Forward-thinking Church officials in places that have not yet suffered significant scandals right now might well want to scour their archives for whatever potential crimes may lurk there, rather than waiting for lawsuits and police raids to kick them loose.

Second, a narrative that many in Catholic officialdom have been trying to promote for the last several years is that while the abuse scandals were awful, they’re largely a thing of the past. The sort of abuse and cover-up seen decades ago, they argue, would be impossible today under the strong new protocols the Church has adopted.

What the Muñoz case reveals, however, is that those protocols are only as valuable as the will to apply them. His alleged abuse runs right up into the present, as does the failure of Church officials to report it.

No doubt, the Church in many parts of the world, including the U.S. and much of Europe, has indeed turned a corner, to the extent that secular child protection experts in those regions have come to see the Church as a pacesetter and ally. In many other places, however, far from turning a corner, the Church sometimes doesn’t even seem to recognize there’s a corner at all.

Third, Francis may be on the cusp of a third phase in terms of how his response to the Chilean crisis is perceived.

The pontiff’s first phase extended from 2015 until this January. During that time, he steadfastly defended Bishop Juan Barros, his controversial appointment to Osorno accused of covering up for the country’s most notorious pedophile priest. For the most part, Francis was seen as just hoping to ride out the storm.

After his trip to Chile in January, the pontiff made a hard turn, dispatching investigators to the country, meeting victims, and bringing the bishops to Rome to read them the riot act. He’s accepted five resignations so far, with the promise of more to come, and won praise from abuse survivors and reformers across the board.

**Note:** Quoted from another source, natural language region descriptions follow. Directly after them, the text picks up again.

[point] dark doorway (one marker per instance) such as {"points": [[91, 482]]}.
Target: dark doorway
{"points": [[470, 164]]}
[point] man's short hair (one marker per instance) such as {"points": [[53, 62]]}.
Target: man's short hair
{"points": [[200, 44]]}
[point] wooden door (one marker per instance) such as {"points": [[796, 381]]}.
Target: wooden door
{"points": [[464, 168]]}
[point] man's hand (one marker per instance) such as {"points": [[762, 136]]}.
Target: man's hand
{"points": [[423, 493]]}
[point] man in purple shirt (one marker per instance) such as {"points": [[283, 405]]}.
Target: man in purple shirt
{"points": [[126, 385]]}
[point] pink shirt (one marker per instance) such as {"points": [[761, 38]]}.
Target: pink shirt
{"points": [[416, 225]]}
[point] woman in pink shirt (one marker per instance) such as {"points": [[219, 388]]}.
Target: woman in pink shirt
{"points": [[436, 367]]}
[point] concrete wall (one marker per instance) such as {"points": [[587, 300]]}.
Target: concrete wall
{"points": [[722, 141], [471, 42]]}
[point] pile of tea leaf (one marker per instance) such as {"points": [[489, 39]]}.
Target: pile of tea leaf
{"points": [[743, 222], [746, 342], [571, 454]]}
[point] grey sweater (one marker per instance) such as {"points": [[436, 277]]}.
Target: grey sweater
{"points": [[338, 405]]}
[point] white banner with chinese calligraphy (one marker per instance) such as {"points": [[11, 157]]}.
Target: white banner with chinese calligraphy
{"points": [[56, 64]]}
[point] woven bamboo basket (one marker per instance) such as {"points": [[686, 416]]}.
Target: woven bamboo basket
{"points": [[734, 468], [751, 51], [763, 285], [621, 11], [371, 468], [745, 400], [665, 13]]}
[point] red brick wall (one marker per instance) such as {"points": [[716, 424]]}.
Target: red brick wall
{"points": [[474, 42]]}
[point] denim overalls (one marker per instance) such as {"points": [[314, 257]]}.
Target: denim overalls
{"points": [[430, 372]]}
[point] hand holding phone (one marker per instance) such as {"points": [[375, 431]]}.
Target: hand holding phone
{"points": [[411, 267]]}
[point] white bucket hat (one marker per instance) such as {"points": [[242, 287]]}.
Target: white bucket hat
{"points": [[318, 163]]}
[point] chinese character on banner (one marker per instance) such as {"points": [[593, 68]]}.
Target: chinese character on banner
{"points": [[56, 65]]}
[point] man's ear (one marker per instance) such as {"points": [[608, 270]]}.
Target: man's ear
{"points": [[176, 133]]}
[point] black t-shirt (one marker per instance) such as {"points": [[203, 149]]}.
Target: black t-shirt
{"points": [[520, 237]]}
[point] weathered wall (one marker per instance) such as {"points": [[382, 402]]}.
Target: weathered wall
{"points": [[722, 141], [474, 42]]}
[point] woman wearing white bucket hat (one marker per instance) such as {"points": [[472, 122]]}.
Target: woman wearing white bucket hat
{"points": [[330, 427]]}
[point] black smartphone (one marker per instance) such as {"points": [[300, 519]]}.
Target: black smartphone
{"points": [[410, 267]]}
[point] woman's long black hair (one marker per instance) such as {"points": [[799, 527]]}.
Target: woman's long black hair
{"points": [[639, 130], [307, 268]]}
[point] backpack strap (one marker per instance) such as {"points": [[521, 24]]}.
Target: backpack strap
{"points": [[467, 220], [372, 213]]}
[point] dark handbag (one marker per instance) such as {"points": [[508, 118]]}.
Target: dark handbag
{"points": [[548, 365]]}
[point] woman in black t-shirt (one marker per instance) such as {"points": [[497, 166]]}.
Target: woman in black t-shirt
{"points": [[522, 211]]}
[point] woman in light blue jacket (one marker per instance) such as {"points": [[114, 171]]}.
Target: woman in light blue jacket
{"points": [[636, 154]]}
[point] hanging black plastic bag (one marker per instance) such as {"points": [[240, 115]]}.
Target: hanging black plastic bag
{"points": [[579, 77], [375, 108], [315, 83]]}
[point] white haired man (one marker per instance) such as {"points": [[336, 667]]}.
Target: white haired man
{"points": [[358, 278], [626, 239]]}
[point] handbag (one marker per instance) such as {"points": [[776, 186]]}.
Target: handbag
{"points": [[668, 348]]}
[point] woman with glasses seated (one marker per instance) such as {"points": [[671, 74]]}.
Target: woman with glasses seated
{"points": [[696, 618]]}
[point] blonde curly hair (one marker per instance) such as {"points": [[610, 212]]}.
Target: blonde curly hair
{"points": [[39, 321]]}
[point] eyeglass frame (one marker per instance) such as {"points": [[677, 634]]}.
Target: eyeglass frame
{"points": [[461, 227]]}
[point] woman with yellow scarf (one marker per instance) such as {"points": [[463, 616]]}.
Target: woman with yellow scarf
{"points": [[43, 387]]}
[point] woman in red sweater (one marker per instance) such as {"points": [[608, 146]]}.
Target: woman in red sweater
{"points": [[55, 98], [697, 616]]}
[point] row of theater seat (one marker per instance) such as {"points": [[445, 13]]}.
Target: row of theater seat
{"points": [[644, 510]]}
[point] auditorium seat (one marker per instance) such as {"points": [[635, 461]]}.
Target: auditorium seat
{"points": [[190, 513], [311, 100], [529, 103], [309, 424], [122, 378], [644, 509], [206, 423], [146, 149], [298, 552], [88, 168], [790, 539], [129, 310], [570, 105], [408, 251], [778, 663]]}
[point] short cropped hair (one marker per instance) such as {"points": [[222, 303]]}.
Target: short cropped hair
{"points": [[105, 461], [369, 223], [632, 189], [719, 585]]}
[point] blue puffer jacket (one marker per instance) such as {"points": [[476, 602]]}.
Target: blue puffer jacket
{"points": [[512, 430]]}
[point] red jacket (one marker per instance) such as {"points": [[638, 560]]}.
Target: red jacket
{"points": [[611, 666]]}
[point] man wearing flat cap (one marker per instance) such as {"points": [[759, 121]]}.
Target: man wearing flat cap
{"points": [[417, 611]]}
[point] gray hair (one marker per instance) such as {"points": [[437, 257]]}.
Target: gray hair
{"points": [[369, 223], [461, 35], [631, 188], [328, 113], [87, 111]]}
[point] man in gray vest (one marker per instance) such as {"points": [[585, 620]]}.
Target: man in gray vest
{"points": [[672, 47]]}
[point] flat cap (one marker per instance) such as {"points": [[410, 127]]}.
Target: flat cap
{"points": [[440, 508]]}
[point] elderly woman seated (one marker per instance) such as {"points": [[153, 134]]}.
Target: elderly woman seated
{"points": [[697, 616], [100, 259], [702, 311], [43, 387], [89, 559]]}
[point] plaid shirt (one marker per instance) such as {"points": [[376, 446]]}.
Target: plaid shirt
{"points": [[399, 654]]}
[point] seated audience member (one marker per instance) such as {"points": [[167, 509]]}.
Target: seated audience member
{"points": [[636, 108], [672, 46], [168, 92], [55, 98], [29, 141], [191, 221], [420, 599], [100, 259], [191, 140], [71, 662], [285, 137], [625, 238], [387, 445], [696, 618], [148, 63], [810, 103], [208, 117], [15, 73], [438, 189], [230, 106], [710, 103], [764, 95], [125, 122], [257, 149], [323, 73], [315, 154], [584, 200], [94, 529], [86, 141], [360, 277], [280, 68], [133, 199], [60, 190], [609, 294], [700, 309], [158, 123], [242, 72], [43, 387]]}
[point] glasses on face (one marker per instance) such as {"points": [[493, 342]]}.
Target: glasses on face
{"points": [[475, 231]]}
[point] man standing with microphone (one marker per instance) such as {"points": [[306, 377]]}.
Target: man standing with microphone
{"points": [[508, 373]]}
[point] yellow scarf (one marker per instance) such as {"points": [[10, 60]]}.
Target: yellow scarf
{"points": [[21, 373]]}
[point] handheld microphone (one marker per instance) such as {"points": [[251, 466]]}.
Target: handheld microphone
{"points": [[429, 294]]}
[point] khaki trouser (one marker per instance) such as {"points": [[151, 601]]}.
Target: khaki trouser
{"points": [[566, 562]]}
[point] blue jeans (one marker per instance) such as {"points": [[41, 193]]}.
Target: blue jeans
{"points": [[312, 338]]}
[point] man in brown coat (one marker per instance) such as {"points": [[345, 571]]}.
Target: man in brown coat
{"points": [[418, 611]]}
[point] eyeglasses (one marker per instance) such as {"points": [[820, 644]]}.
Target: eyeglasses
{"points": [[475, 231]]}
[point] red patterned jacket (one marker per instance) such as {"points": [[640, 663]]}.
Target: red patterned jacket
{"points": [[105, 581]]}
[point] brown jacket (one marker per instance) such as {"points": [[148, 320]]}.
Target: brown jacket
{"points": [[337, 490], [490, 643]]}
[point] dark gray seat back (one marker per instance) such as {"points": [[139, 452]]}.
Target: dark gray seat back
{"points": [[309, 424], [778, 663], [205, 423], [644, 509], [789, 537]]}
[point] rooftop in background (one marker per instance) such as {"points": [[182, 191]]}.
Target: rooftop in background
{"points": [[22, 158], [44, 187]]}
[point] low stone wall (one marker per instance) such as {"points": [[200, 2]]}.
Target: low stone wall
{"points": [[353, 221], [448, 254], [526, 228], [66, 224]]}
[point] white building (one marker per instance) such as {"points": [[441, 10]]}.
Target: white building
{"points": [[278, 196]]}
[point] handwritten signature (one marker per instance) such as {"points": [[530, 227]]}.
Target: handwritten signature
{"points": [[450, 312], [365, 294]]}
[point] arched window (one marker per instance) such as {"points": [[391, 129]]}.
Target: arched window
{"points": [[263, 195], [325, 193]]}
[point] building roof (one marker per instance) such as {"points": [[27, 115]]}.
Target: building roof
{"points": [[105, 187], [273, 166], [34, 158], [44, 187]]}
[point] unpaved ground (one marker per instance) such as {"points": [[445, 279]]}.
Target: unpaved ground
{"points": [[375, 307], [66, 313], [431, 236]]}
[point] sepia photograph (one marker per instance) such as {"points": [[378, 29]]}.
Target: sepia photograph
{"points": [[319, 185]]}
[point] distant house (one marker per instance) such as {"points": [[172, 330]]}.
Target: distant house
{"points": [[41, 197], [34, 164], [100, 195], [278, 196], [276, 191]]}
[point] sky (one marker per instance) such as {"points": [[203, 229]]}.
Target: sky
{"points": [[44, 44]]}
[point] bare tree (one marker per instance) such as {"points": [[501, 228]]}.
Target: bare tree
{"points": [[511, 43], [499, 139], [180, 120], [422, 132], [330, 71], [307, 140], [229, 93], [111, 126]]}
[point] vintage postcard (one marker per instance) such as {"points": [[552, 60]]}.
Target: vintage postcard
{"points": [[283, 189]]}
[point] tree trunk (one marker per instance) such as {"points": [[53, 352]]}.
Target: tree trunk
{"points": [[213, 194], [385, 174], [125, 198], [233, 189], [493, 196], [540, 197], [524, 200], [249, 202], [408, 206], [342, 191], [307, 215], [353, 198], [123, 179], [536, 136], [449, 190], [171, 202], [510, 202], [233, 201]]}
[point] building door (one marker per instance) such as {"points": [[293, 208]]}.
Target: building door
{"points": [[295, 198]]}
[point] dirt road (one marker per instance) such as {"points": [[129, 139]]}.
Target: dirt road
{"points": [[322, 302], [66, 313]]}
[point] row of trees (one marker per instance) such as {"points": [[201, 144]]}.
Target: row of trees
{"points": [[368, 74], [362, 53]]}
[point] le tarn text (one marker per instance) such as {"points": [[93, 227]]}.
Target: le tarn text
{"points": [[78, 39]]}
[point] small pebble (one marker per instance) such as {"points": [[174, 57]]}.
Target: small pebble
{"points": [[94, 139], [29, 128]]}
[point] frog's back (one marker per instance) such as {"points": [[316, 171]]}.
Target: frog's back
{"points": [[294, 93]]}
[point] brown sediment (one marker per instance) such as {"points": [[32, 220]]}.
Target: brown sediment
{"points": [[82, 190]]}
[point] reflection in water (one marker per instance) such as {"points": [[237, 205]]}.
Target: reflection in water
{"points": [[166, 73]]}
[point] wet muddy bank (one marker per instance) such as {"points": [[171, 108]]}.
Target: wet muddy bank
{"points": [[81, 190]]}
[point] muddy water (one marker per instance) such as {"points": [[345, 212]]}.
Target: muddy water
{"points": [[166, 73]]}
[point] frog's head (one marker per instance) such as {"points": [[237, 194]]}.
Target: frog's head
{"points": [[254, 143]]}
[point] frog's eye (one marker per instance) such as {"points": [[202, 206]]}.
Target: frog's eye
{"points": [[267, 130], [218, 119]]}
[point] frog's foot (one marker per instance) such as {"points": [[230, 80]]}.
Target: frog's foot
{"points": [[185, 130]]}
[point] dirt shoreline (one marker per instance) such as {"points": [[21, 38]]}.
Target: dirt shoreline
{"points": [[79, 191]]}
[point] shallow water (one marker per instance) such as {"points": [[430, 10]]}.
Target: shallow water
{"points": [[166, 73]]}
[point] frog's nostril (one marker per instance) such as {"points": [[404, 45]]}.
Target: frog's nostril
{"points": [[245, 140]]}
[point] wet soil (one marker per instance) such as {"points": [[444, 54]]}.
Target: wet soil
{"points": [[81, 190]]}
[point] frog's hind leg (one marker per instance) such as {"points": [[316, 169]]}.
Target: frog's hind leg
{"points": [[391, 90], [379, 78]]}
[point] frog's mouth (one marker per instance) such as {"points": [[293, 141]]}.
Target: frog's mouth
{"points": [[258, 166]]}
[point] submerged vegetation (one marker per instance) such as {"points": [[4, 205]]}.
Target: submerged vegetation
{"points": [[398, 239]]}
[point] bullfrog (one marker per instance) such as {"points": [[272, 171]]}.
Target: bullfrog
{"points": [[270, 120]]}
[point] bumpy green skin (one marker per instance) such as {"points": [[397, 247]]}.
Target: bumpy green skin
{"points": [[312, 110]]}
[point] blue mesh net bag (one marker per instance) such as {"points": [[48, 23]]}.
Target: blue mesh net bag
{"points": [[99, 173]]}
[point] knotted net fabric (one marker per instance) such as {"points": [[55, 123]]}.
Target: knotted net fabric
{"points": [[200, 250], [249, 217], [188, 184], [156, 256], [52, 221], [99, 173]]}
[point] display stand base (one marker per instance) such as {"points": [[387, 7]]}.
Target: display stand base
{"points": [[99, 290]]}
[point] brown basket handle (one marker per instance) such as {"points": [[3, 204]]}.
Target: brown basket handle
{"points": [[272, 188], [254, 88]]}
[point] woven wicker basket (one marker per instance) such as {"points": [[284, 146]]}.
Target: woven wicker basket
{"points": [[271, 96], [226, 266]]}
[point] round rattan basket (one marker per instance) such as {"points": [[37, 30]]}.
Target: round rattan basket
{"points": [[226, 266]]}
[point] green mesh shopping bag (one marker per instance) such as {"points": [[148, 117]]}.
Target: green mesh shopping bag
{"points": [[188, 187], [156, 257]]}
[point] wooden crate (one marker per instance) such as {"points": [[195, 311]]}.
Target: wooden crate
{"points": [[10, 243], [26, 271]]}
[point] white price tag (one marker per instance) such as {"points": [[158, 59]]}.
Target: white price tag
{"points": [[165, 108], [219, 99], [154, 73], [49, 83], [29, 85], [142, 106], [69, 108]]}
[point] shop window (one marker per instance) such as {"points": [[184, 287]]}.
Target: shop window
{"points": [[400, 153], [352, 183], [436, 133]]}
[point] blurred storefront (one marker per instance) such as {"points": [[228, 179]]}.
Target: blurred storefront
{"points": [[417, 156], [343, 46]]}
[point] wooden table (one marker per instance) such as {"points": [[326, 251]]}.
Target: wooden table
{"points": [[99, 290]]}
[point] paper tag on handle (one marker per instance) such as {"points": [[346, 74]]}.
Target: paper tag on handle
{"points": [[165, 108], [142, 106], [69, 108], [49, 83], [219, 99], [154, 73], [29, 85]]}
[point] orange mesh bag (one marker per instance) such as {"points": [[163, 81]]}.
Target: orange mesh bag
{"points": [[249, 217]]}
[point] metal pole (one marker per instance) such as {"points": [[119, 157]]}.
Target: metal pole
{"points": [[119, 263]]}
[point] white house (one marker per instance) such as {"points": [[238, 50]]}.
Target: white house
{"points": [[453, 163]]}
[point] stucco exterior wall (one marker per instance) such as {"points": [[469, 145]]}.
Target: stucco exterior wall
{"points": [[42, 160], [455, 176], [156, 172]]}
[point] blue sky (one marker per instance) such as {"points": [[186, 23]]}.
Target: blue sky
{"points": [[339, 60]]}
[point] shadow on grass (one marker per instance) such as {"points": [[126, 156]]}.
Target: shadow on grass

Now, however, attention is shifting away from relatively low-hanging targets such as Barros to bigger game – specifically, Cardinals Francisco Javier Errázuriz, who presided over the Archdiocese of Santiago from 1998 to 2010, and Ricardo Ezzati, the current archbishop. Both face charges of at least tolerating the “culture of cover-up” to which Murillo referred – and, at worst, of actively fostering it.

To date, the pontiff hasn’t take action against either man. That strikes some observers as especially inexplicable in the case of Errázuriz, since it would be relatively simple for Francis at least to remove him from his “C9” council of cardinal advisers.

Were the Chilean crisis to end today, the take-away on the pope probably would be that it took him too long to get there, but he eventually tried to do the right thing. If he doesn’t move on figures such as Errázuriz and Ezzati, however, impressions of his role could evolve into something more sinister.

Fourth and finally, the judgment that Errázuriz and Ezzati perhaps ought to be worrying about most today may not come from Francis but from Emiliano Arias, the regional prosecutor in Chile who arrested Muñoz and who ordered the raid on the archives.

A hard-charging crusader who came to fame leading a series of anti-corruption probes in Chile, and who once faced a death threat for his trouble, Arias has indicated that he sees the cover-up, not the abuse itself, as the next judicial frontier.

While it’s certainly fair to expect the pope to identify and sanction Church leaders who have concealed reports of abuse, in terms of real-world consequences, whatever the pope does or doesn’t do may not matter very much. At that level, once-powerful prelates such as Errázuriz and Ezzati have already been disgraced in the media and the court of public opinion, and they could still face serious legal charges.

In other words, if you’re a Catholic leader in the early 21st century and it turns out you covered up abuse, however anxious you may be about Rome’s response, in a sense the pope may be the least of your problems.